Jon Lachlan Stewart, qu’on avait déjà pu apprécier en 2016 en M. Zero dans l’excellent Le joueur, offre une performance exceptionnelle pour chacun des personnages qu’il incarne, changeant voix, physique, accent et occupation de l’espace tout en maintenant la connexion entre eux. Sa narration se révèle captivante et terriblement efficace, faisant émerger les pensées des personnages pour peu à peu dévoiler les lieux et les situations qui les unissent, à la manière d’un film choral (on ne peut s’empêcher de tracer des parallèles avec Crash de Paul Haggis). L’auteur et comédien évoque par petites touches les aspirations, les envies et les souvenirs douloureux. Et c’est ainsi que se mettent implacablement en place les éléments du drame final.

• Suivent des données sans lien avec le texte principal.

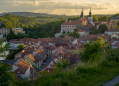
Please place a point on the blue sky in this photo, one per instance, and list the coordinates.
(68, 7)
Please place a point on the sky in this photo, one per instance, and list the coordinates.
(61, 7)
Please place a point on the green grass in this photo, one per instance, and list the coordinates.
(89, 74)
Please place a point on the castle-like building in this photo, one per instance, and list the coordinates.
(81, 24)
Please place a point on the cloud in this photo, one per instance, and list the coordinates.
(53, 6)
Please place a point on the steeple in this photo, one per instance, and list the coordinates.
(82, 13)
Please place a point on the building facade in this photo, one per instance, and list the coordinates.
(81, 24)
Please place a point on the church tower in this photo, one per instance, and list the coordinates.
(90, 13)
(90, 20)
(82, 13)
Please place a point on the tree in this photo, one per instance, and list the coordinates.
(94, 30)
(6, 77)
(103, 28)
(74, 34)
(95, 18)
(21, 46)
(93, 49)
(75, 29)
(2, 50)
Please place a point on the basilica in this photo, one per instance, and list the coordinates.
(81, 24)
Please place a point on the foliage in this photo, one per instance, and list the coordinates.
(21, 46)
(94, 30)
(76, 29)
(85, 74)
(115, 15)
(118, 24)
(5, 77)
(103, 28)
(74, 34)
(12, 55)
(1, 47)
(113, 55)
(93, 50)
(73, 18)
(95, 18)
(11, 35)
(63, 63)
(103, 18)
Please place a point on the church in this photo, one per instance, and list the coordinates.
(81, 24)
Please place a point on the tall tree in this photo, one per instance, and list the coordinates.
(6, 77)
(95, 18)
(103, 28)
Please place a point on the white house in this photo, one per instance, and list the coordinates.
(112, 31)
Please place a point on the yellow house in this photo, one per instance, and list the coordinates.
(17, 30)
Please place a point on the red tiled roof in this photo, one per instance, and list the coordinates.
(69, 23)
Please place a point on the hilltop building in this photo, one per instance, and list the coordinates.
(81, 24)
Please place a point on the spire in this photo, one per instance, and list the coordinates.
(90, 13)
(82, 13)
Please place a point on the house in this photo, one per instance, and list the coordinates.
(17, 30)
(74, 59)
(116, 45)
(112, 31)
(81, 32)
(4, 31)
(68, 26)
(50, 48)
(60, 53)
(15, 44)
(115, 19)
(24, 52)
(23, 68)
(34, 60)
(115, 35)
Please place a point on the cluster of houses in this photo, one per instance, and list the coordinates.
(42, 54)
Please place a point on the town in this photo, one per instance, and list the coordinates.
(28, 55)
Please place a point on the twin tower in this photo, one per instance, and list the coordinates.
(89, 13)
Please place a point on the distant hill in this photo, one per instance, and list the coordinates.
(29, 14)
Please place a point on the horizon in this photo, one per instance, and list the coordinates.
(61, 7)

Le langage cinématographique fait partie prenante de Big Shot, dans cette mise en scène de Georgina Beaty. On le reconnaît tant dans le vocabulaire employé par les personnages, que dans le style de description (on jurerait par moment voir le traveling dévoilant la scène du train) et dans le style visuel du spectacle. Chaque personnage se retrouve encadré dans un univers, représenté par une texture, une lumière, une image, comme autant de cadres de caméra ou de compartiments de train, toujours fermés sur eux-mêmes.

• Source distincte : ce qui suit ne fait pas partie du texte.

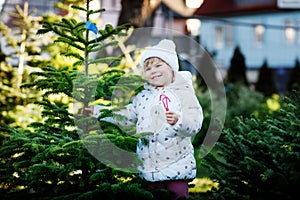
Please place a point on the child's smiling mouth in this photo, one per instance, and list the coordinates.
(156, 76)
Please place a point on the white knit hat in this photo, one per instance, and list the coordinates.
(165, 50)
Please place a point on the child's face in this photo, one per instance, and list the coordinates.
(157, 72)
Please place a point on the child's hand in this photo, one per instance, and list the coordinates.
(171, 117)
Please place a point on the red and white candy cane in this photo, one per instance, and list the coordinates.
(165, 100)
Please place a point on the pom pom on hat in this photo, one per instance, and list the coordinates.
(165, 50)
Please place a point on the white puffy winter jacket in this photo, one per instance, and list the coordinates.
(168, 153)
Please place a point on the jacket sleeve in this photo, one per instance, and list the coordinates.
(191, 116)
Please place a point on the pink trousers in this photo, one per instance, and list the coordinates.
(178, 187)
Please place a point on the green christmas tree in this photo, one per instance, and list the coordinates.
(49, 159)
(259, 159)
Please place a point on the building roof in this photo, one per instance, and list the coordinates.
(239, 7)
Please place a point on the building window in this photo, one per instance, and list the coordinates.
(219, 37)
(259, 32)
(289, 32)
(298, 32)
(229, 35)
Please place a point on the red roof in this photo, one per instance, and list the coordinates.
(233, 7)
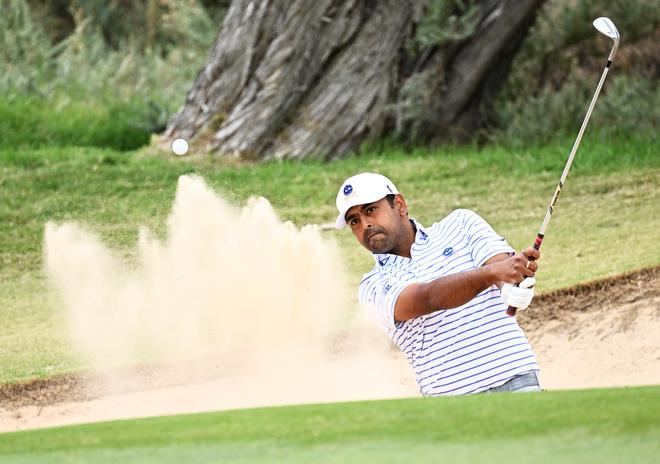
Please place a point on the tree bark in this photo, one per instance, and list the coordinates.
(304, 78)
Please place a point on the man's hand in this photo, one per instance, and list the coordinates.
(513, 269)
(519, 297)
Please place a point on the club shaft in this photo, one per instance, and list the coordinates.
(511, 311)
(564, 174)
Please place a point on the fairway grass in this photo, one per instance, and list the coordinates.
(589, 426)
(605, 223)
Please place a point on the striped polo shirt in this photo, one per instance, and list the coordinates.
(462, 350)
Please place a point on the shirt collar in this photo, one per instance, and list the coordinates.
(421, 237)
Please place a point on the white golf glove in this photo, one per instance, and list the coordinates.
(519, 297)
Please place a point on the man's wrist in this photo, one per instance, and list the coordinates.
(489, 276)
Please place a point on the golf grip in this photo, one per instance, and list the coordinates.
(511, 311)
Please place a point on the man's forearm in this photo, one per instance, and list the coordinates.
(443, 293)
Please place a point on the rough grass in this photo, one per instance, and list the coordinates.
(29, 121)
(605, 223)
(589, 426)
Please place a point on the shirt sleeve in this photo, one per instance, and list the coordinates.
(379, 292)
(483, 241)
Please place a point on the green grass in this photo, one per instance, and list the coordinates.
(605, 223)
(36, 122)
(590, 426)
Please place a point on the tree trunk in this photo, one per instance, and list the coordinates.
(304, 78)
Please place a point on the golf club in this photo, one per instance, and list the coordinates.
(606, 27)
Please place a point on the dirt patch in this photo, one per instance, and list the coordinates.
(603, 333)
(600, 334)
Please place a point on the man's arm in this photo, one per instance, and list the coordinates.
(457, 289)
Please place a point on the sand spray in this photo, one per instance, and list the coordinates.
(256, 308)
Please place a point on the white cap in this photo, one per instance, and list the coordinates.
(361, 189)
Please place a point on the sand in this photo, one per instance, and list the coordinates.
(224, 314)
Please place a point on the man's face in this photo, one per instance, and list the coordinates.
(378, 226)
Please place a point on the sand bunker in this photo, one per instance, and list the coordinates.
(195, 344)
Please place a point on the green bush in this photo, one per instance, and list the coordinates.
(555, 74)
(34, 122)
(85, 91)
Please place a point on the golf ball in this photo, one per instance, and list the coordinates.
(180, 147)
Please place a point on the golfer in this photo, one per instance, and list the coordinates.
(441, 292)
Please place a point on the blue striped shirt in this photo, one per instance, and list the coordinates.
(463, 350)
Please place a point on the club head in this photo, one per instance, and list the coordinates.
(606, 27)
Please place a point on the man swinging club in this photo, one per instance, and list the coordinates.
(441, 293)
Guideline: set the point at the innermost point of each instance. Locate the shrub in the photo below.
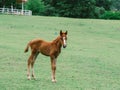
(36, 6)
(111, 15)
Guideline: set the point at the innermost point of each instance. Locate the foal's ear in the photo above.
(66, 32)
(60, 32)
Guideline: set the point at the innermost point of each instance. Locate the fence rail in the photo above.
(15, 11)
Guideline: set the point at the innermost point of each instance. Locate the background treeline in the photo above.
(108, 9)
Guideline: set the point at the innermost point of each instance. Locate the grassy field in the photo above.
(91, 60)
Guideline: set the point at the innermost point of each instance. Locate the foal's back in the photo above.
(41, 46)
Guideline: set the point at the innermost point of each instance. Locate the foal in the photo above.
(51, 49)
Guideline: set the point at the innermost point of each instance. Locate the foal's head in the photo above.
(63, 36)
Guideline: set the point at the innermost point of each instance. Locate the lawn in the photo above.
(91, 60)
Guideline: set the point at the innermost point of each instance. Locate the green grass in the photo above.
(91, 60)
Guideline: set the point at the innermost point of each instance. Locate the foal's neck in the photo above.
(58, 42)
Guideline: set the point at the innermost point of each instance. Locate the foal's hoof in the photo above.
(29, 78)
(54, 81)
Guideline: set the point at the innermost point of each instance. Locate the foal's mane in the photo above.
(58, 41)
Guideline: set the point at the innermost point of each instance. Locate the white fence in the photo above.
(15, 11)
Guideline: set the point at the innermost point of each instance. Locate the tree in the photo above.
(7, 3)
(106, 4)
(36, 6)
(116, 4)
(72, 8)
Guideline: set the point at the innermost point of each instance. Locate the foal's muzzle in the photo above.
(64, 46)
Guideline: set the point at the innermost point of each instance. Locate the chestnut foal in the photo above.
(51, 49)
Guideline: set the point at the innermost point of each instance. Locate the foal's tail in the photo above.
(27, 48)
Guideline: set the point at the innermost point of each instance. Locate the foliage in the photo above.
(90, 61)
(7, 3)
(116, 4)
(106, 4)
(111, 15)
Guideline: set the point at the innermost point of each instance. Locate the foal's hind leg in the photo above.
(32, 64)
(53, 67)
(29, 65)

Au-delà du drame qui unit les personnages et de leur grande solitude, la pièce aborde de front le besoin viscéral des humains de connecter avec autrui, de communier pendant un moment, de faire partie d’un tout. N’est-ce pas d’ailleurs pour cette raison qu’on se réunit dans une salle, dans le noir, pour voir un film… ou assister à une pièce de théâtre, comme le souligne malicieusement l’auteur? Big Shot parle aussi de la difficulté de communiquer, de se faire entendre ou même comprendre, et des barrières sociales et culturelles qui se dressent, on qu’on dresse, entre nous. Parfait bilingue, le comédien et auteur navigue sans difficulté d’une langue à l’autre, ajoutant même quelques phrases en japonais, et s’amuse avec les surtitres et le public en se jouant du quatrième mur. De fait, cette version bilingue (même trilingue) enrichit le discours d’une façon qui paraît si naturelle qu’on jurerait que la pièce a été écrite ainsi.
Dotée d’une trame multicouche parfaitement maîtrisée et menée par le grand talent d’acteur de Lachlan Stewart, Big Shot offre un mariage réussi du théâtre et du cinéma.